From 17 to Nearly Zero SIM Swap Frauds Overnight

Cases related to SIM swaps had been mounting up and Mozambique’s largest bank realized the threat it posed. Increasing concerns had an executive from the bank meet with one of the most widely used phone carriers’ CTO and André Tenreiro to discuss emergency countermeasures that could be deployed.

Tenreiro told WIRED that he was notified that the bank witnessed an average of 17 SIM swaps each month. The executive looked desperate to find a solution to this, but he was clueless as to what could be done about it, and that’s where he wanted their help,.

“The gentleman from the bank, I could see by his face he was desperate [to find a solution],”
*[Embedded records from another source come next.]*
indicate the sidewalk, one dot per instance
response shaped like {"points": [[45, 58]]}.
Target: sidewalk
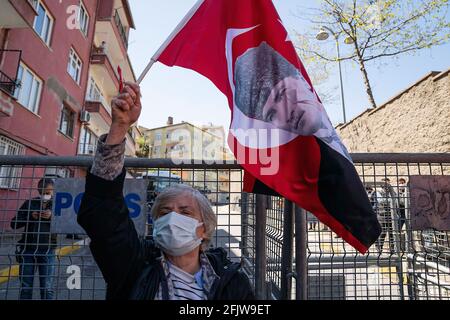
{"points": [[9, 268]]}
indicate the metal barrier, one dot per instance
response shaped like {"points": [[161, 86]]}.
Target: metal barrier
{"points": [[286, 252]]}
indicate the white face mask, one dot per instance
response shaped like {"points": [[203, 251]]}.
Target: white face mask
{"points": [[176, 234]]}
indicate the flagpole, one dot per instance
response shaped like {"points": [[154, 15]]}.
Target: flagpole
{"points": [[180, 26]]}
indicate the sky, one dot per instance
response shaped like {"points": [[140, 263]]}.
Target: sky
{"points": [[188, 96]]}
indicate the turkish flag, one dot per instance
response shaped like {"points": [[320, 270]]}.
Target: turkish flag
{"points": [[280, 132]]}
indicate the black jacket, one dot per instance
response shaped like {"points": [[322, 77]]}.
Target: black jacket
{"points": [[129, 265], [36, 235]]}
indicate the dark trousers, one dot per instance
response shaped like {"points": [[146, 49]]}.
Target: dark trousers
{"points": [[44, 262]]}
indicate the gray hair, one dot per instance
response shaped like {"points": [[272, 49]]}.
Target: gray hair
{"points": [[257, 72], [209, 218]]}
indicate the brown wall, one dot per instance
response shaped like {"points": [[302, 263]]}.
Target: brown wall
{"points": [[417, 121]]}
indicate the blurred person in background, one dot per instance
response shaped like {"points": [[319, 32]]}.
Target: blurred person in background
{"points": [[36, 249]]}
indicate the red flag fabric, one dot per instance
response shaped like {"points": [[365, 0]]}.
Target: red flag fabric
{"points": [[280, 132]]}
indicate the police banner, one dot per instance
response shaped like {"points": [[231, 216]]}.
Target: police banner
{"points": [[68, 196]]}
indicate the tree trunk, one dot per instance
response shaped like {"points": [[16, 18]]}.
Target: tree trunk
{"points": [[369, 92]]}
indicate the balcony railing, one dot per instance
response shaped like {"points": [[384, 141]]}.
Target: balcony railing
{"points": [[121, 28], [86, 149], [9, 83]]}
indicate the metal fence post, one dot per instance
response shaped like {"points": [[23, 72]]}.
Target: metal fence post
{"points": [[244, 223], [395, 218], [287, 250], [301, 261], [260, 247]]}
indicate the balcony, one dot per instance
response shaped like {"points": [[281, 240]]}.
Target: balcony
{"points": [[113, 22], [103, 68], [17, 13], [9, 63], [86, 149], [122, 31], [7, 84]]}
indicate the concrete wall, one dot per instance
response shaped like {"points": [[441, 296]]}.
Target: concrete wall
{"points": [[418, 120]]}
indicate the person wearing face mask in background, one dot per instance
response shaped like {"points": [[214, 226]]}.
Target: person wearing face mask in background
{"points": [[175, 264], [36, 248]]}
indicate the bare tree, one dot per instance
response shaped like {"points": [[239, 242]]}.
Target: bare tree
{"points": [[318, 71], [378, 29]]}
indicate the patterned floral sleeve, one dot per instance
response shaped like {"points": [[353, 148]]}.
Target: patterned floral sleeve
{"points": [[109, 159]]}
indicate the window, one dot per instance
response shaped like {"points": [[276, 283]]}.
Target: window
{"points": [[83, 19], [10, 176], [67, 121], [57, 173], [29, 92], [43, 22], [74, 66], [94, 92], [88, 142]]}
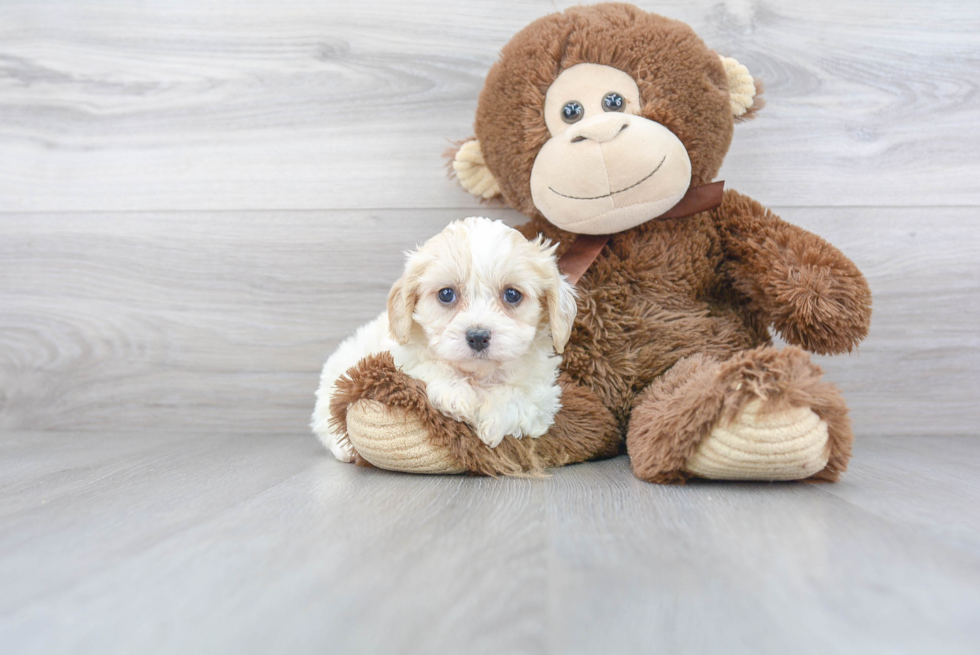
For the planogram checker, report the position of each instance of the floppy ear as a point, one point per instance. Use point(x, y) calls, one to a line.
point(560, 296)
point(471, 170)
point(744, 92)
point(401, 306)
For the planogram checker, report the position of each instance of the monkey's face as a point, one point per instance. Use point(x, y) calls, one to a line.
point(602, 117)
point(605, 168)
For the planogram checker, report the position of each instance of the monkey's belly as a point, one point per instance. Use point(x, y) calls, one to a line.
point(619, 353)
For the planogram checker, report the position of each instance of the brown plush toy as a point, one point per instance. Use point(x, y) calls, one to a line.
point(606, 126)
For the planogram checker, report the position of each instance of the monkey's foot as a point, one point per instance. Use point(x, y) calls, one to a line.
point(392, 438)
point(791, 444)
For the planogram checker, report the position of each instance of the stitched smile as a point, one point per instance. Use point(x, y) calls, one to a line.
point(612, 193)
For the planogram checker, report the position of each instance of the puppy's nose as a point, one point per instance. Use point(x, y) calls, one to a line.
point(478, 338)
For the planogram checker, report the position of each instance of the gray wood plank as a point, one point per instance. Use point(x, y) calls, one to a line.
point(311, 105)
point(221, 543)
point(221, 320)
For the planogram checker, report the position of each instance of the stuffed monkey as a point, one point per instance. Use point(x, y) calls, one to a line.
point(606, 125)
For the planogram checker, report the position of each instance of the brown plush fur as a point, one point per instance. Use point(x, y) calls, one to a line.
point(583, 430)
point(673, 313)
point(682, 85)
point(677, 411)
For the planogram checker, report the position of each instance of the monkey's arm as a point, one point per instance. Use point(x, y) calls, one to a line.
point(389, 421)
point(812, 294)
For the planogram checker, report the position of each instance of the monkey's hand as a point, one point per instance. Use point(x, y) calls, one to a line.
point(812, 294)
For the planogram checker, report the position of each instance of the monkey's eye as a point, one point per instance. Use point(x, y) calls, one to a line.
point(613, 102)
point(572, 111)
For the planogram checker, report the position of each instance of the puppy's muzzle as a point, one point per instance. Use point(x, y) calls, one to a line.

Hackers use SIM swaps to either read one-time passwords sent via text before carrying out a transaction or use the phone number to reset account passwords. To this, Tenreiro and his CTO proposed a that they would lay out a system to let the bank check the phone records to detect any recent SIM swaps related to the bank account before a transaction could be completed through it.

If detected within the last two or three days, the transaction would be blocked. This would allow victims the required time to report the crime before they could be defrauded.

The bank soon started checking for SIM swaps with all major carriers in the country, and this simple, yet effective solution “reduced their SIM swap fraud to nearly zero overnight.”

US Telcos Resist Sharing Real-Time SIM Swap Data

From hacking Instagram accounts to stealing cryptocurrencies, SIM swaps have recently become a common way of defrauding people. WIRED found through their interviews with security firms, executives in the banking and telecom industries that the above practice has become prevalent in other African nations such as Nigeria, South Africa, and Kenya. Even the UK and Australia have gotten to grip with this solution. The US, however, doesn’t seem to budge.

When asked, security firms and banking executives blamed the US phone carriers for not willing to share real-time SIM swap data. Telesign a security firm, offered to facilitate SIM swaps fraud-checking to US banks but failed because most phone companies resisted working with them.

Stacey Stubblefield, Telesign’s co-founder stated:

“Long story short, the data isn’t available from most US carriers.”

WIRED even reached out to major US carriers but didn’t get any direct responses, though some of them referred the questions to CTIA.

According to the VP of technology and cybersecurity at CTIA, John Marinho, US carriers not offering real-time SIM swap checks is partly because “the US has other protections, like geolocation checks based on banks’ mobile applications installed on smartphones, and two-factor authentication.” The WIRED article noted, that the latter is exactly what hackers try to pass through by using SIM swaps.

Marinho also told that implementing the above would raise privacy concerns, which the US carriers cannot afford. However, Tenreiro had already mentioned that the fix caused the least of privacy concerns as the API only responded to banks’ SIM swap data request without leaking any other information.

Tenreiro explained:

All the operators do is reply with a binary response ‘Yes/No’ whether the subscriber has conducted a SIM swap within the last X days. We believe the privacy exposure is minimal.

Allison Nixon, director of security research at security firm Flashpoint, says that she’s unaware whether telcos are even planning on offering this or are they just waiting for the government to act. But, she says, something like this has to happen.